ST. LOUIS – A federal appeals court has ruled that Peabody Energy must continue to pay benefits to some Patriot Coal retirees after Patriot Coal split from its once-parent company and filed for bankruptcy.

A three-judge panel on the U.S. Court of Appeals for the Eighth Circuit decided Aug. 21 to overturn a bankruptcy court decision in favor of Peabody Energy, which argued it should be absolved from paying health care benefits to 3,100 retirees of Heritage Coal.

Heritage and Patriot were once subsidiaries of Peabody. Following a 2007 split, Heritage is now a subsidiary of Patriot.

During the split, Peabody entered into an agreement with the United Mine Workers of America that stated it would be “primarily obligated” to pay the benefits for the Heritage retirees. It also entered into a liabilities assumption agreement with Heritage.

During Patriot’s bankruptcy proceedings, the company sought a judgment that declared Peabody’s obligations with respect to the health care benefits owed to the retirees will not be affected by modification of the benefits of retirees of Heritage.

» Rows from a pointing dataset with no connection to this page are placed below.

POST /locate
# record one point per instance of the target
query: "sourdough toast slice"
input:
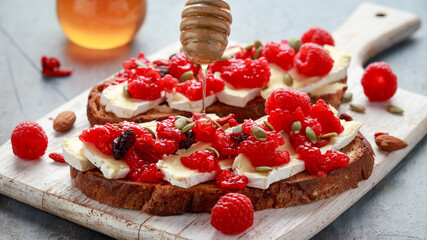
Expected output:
(166, 199)
(97, 115)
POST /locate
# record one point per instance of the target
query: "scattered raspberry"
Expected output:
(202, 161)
(233, 213)
(29, 141)
(57, 157)
(279, 53)
(327, 119)
(312, 60)
(317, 35)
(379, 82)
(50, 68)
(246, 73)
(227, 179)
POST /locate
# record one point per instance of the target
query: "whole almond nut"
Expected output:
(390, 143)
(64, 121)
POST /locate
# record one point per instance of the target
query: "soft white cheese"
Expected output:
(179, 175)
(115, 101)
(178, 101)
(110, 167)
(72, 149)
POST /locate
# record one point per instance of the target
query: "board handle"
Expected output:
(372, 28)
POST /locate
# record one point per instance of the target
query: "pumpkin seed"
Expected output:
(329, 135)
(311, 135)
(150, 131)
(186, 76)
(267, 124)
(395, 110)
(259, 133)
(257, 53)
(213, 150)
(187, 127)
(180, 123)
(295, 43)
(357, 108)
(288, 80)
(257, 44)
(296, 126)
(263, 169)
(347, 97)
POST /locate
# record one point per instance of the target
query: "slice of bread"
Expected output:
(253, 110)
(165, 199)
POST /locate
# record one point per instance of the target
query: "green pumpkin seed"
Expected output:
(267, 124)
(150, 131)
(295, 43)
(348, 96)
(357, 108)
(263, 169)
(187, 127)
(213, 150)
(186, 76)
(257, 44)
(257, 53)
(296, 126)
(259, 133)
(288, 80)
(180, 123)
(329, 135)
(311, 135)
(395, 110)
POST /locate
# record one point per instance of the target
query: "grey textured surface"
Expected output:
(394, 209)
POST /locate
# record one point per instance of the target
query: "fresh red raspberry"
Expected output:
(312, 60)
(232, 214)
(227, 179)
(57, 157)
(205, 130)
(327, 119)
(202, 161)
(279, 53)
(317, 35)
(379, 82)
(246, 73)
(180, 64)
(29, 141)
(288, 100)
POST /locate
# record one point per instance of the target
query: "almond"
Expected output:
(64, 121)
(390, 143)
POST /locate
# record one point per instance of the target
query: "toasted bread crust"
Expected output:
(254, 109)
(165, 199)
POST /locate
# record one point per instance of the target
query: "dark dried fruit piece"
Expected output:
(122, 144)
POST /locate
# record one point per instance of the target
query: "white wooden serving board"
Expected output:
(46, 185)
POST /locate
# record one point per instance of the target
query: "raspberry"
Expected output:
(57, 157)
(202, 161)
(180, 64)
(246, 73)
(317, 35)
(379, 82)
(279, 53)
(288, 100)
(327, 119)
(313, 60)
(227, 179)
(29, 141)
(233, 213)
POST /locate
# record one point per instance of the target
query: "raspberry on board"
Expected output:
(232, 214)
(379, 82)
(312, 60)
(317, 35)
(29, 141)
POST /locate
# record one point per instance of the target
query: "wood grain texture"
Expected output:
(156, 226)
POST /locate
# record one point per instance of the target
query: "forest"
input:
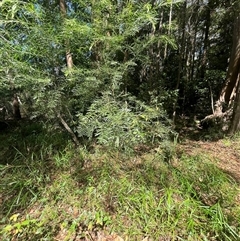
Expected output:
(120, 120)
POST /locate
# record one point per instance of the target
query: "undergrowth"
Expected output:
(52, 191)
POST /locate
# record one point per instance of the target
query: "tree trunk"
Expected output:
(69, 59)
(229, 96)
(229, 90)
(235, 123)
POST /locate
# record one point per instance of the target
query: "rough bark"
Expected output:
(69, 59)
(16, 108)
(230, 93)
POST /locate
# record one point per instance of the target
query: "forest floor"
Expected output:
(224, 153)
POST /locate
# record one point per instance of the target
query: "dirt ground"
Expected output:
(226, 154)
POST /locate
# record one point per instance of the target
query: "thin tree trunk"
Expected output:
(69, 59)
(169, 28)
(228, 91)
(181, 57)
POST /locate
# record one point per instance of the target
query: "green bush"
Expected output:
(123, 123)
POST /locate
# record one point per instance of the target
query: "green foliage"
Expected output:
(123, 122)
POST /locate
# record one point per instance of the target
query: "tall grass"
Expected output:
(76, 194)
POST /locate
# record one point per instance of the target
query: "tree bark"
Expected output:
(229, 90)
(229, 96)
(69, 59)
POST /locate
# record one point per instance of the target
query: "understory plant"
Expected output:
(123, 122)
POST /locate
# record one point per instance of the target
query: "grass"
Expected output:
(53, 191)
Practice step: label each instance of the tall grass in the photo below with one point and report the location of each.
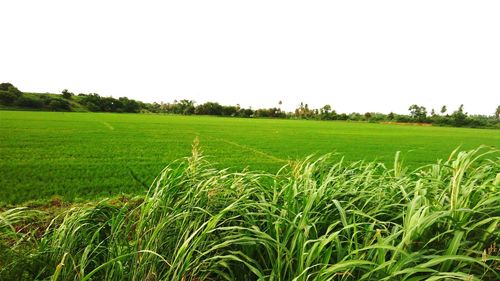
(314, 220)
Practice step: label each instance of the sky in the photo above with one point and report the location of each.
(363, 56)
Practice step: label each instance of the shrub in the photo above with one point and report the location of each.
(7, 97)
(313, 220)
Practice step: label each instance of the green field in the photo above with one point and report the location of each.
(91, 155)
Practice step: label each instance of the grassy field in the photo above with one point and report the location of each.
(91, 155)
(320, 220)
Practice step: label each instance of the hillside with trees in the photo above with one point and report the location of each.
(14, 99)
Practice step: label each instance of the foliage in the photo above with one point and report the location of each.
(10, 95)
(313, 220)
(93, 155)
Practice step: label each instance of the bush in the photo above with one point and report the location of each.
(313, 220)
(29, 101)
(59, 104)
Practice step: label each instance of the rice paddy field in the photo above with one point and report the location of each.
(155, 197)
(87, 156)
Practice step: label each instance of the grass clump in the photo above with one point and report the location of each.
(315, 219)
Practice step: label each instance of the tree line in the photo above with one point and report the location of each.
(11, 96)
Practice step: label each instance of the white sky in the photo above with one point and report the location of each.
(354, 55)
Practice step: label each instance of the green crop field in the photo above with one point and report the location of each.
(93, 155)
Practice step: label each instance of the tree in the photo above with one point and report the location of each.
(67, 94)
(418, 113)
(459, 117)
(186, 107)
(443, 109)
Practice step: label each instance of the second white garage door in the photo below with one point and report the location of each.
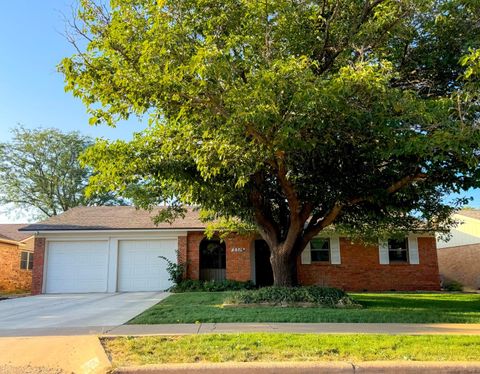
(77, 266)
(139, 265)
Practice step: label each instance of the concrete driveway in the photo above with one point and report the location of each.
(73, 311)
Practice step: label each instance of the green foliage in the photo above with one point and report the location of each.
(191, 285)
(321, 296)
(39, 169)
(452, 286)
(290, 115)
(175, 270)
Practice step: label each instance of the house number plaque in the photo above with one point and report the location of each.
(238, 250)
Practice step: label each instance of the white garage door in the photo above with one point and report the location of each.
(77, 266)
(140, 268)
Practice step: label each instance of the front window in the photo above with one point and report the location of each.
(320, 250)
(398, 250)
(26, 260)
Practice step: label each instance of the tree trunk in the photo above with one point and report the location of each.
(284, 268)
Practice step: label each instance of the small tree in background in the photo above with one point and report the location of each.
(287, 115)
(39, 170)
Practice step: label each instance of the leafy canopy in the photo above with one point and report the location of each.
(40, 172)
(289, 115)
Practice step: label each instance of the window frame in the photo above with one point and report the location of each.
(26, 264)
(406, 250)
(329, 251)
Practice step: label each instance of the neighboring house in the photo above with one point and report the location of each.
(459, 257)
(16, 258)
(116, 249)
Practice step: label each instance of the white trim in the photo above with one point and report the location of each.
(306, 255)
(413, 256)
(383, 253)
(115, 232)
(335, 255)
(112, 276)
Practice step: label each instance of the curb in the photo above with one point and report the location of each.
(339, 367)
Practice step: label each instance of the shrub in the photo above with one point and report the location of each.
(320, 296)
(452, 286)
(190, 285)
(175, 271)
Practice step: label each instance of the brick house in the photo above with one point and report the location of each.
(110, 249)
(459, 257)
(16, 258)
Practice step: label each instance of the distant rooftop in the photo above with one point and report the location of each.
(113, 218)
(471, 213)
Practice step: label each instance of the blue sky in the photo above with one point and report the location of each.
(31, 90)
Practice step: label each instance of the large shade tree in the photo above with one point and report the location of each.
(288, 115)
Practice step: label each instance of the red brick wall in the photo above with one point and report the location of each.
(238, 263)
(38, 262)
(360, 270)
(12, 278)
(461, 263)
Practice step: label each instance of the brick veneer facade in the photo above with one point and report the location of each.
(359, 270)
(12, 278)
(461, 263)
(38, 261)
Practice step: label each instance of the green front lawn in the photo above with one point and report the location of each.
(194, 307)
(128, 351)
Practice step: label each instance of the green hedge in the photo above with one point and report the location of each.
(190, 285)
(321, 296)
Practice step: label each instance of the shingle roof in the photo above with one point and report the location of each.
(113, 218)
(471, 213)
(10, 231)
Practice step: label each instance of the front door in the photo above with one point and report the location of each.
(263, 267)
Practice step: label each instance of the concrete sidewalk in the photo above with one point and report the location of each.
(53, 355)
(310, 328)
(339, 367)
(221, 328)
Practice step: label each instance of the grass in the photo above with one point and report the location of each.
(127, 351)
(194, 307)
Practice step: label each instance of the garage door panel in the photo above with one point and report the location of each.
(77, 266)
(140, 268)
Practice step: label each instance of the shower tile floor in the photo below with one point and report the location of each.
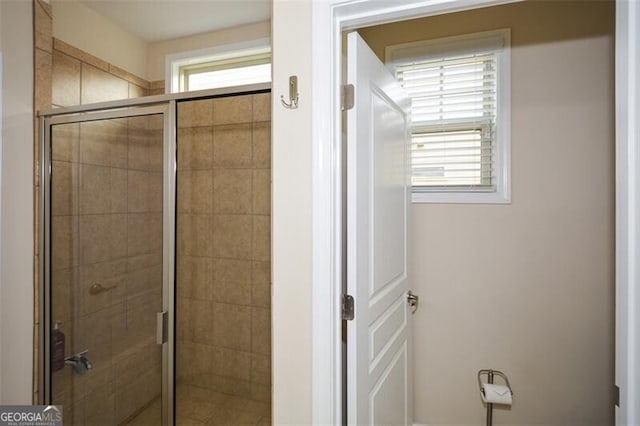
(198, 406)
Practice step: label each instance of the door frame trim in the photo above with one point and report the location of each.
(329, 19)
(627, 357)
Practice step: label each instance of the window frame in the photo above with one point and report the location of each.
(175, 64)
(498, 41)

U.S. Sen. Jay Rockefeller, D-W.Va., praised the decision.

“Peabody’s attempt to shed its obligations to union miners was unjust, unfair and unconscionable,” he said.

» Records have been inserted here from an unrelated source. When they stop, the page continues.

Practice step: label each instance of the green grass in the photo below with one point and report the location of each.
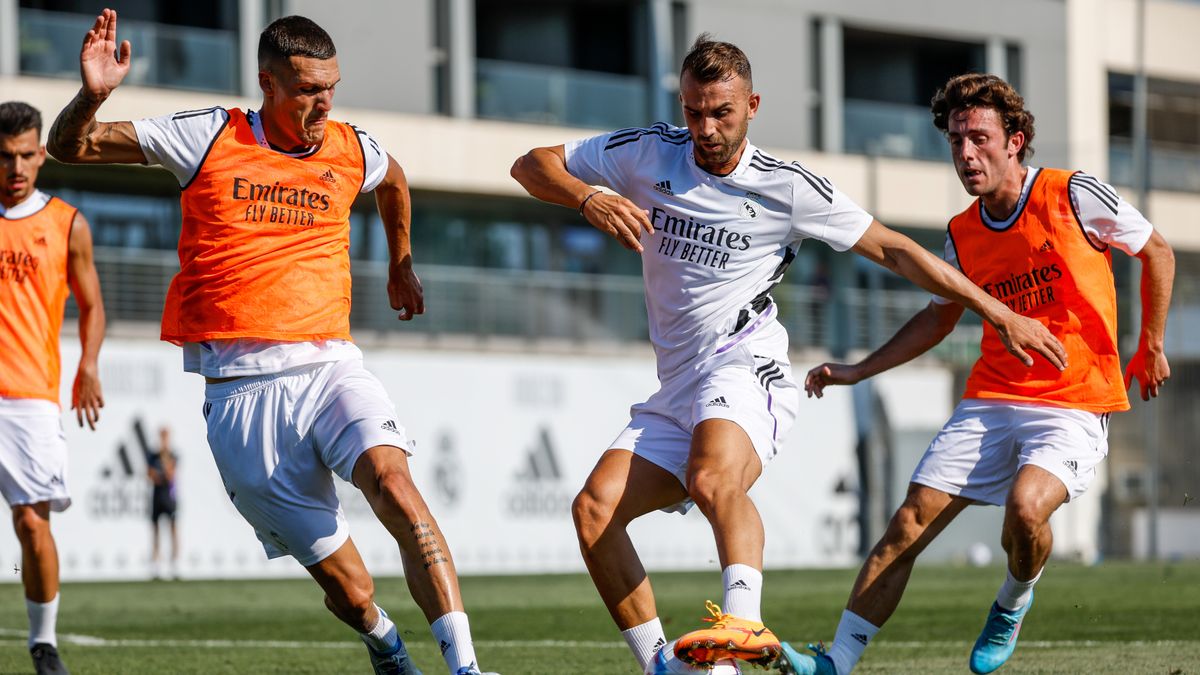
(1116, 617)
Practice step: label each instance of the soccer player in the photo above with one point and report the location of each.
(717, 222)
(262, 308)
(163, 502)
(1027, 438)
(45, 255)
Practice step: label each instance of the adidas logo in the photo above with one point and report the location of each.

“I’m incredibly pleased that an appeals panel recognized that and overturned a decision that would have broken solemn promise Peabody made. It’s another ray of hope for retirees who worked day and night to provide for their families.”

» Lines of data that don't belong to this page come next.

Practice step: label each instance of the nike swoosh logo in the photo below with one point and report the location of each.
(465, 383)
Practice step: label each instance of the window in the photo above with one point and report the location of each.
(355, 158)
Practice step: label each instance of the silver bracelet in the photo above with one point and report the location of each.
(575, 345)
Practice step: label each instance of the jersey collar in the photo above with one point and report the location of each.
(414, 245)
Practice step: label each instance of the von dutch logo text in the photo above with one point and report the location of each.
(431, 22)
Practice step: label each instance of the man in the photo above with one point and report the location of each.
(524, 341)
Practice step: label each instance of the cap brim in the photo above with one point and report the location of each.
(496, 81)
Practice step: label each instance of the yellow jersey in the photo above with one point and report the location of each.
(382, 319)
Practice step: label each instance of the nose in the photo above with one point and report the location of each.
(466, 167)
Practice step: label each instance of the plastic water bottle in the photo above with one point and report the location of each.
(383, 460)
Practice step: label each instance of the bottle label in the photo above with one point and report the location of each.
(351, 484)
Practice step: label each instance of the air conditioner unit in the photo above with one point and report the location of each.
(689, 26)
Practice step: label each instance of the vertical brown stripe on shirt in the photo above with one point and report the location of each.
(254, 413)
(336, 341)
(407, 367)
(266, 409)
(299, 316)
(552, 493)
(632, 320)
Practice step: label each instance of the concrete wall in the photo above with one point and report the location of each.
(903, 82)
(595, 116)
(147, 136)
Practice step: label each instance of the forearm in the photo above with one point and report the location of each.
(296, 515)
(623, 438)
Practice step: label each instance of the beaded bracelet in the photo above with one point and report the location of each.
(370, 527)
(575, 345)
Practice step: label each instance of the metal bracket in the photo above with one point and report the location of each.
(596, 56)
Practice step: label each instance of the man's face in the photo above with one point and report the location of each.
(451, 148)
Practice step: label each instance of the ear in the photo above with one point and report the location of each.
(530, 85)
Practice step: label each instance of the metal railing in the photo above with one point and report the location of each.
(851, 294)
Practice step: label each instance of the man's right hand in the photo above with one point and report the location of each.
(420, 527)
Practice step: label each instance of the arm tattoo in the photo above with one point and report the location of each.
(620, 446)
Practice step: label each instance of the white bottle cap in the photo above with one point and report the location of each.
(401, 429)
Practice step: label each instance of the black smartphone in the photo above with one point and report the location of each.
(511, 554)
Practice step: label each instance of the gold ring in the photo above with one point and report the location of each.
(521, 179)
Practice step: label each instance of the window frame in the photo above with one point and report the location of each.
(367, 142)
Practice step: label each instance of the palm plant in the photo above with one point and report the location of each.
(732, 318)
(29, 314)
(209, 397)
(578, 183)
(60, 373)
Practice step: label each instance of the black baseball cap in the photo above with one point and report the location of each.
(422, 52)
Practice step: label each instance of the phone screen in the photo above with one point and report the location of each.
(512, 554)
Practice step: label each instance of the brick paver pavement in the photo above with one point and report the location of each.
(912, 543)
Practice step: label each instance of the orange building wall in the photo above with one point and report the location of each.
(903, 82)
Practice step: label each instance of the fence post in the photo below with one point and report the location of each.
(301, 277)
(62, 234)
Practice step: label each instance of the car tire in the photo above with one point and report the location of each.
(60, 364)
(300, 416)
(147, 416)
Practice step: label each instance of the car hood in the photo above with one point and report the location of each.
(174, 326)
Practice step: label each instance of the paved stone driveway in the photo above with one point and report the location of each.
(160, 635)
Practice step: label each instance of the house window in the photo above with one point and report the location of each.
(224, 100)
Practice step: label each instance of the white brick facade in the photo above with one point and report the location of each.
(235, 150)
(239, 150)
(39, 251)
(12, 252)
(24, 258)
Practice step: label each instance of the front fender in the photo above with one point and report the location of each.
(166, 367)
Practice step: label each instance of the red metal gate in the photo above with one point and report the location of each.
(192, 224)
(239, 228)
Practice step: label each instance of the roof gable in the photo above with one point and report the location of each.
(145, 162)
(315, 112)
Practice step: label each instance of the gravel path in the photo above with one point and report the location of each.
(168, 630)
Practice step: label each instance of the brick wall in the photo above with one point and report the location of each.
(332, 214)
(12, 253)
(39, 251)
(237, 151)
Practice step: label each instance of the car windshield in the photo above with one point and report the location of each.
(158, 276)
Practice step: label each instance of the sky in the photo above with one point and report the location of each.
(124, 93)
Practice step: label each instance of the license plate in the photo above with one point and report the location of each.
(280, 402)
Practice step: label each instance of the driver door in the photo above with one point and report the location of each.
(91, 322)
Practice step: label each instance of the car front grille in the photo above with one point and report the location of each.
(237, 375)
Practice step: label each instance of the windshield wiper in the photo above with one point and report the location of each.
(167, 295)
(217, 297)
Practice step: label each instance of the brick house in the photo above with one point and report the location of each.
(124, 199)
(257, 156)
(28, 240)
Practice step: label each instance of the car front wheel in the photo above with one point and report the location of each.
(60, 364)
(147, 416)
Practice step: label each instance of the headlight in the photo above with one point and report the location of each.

After the lower court ruling against them, Patriot and Heritage appealed, arguing Peabody is the primary obligor of the assumed liabilities.

Peabody argued that the liabilities were Heritage’s under a “me too” agreement, and that the appeal will become moot once a new labor agreement is reached with UMWA.

The Eighth Circuit’s decision said a statute prohibits the bankruptcy court from modifying benefits to a level below what was proposed by the debtor.

“While Heritage sought bankruptcy court approval to modify some of its retiree benefits obligations, Heritage was adamant that its motion did not seek to modify the assumed retirees’ benefits,” says the decision, authored by Judge Robert J. Kressell.

“Heritage emphatically and repeatedly stated as much at the hearing. In the 1114 proposal, Heritage stated that ‘the 1114 Proposal shall not apply to the Peabody-Assumed Group’ so long as Patriot’s relief for its own retirees under 1114 does not permit Peabody to reduce its obligations.

“It is clear to us that the legal effect of this so-called carve-out language is that not only did Heritage’s motion not request approval to modify the assumed retirees’ benefits, it specifically requested that the court not grant it such approval.

“With such a request in the motion, those benefits remain undisturbed by the court’s order granting Heritage permission to modify the rest of its retirees’ benefits.”

Rockefeller noted that earlier this year, he introduced The Coal Accountability and Retired Employee Act, which he says would hold employers accountable for benefits commitments they make.

It also would transfer funds from the Abandoned Mine Land Fund to the UMWA 1974 Pension Plan, make any union retiree who loses benefits following the bankruptcy of his or her employer eligible for the 1992 Benefit Plan and provide that employer contributions are not unfairly penalized by the tax code, he says.

Peabody said it was pleased with the ruling and noted the court did not rule on how Peabody's level of funding would be determined in a new labor agreement between Patriot and UMWA.

"Now that a new labor agreement has been approved, the provisions of the contract with Patriot will apply and any future funding levels are yet to be determined," the company said in a statement.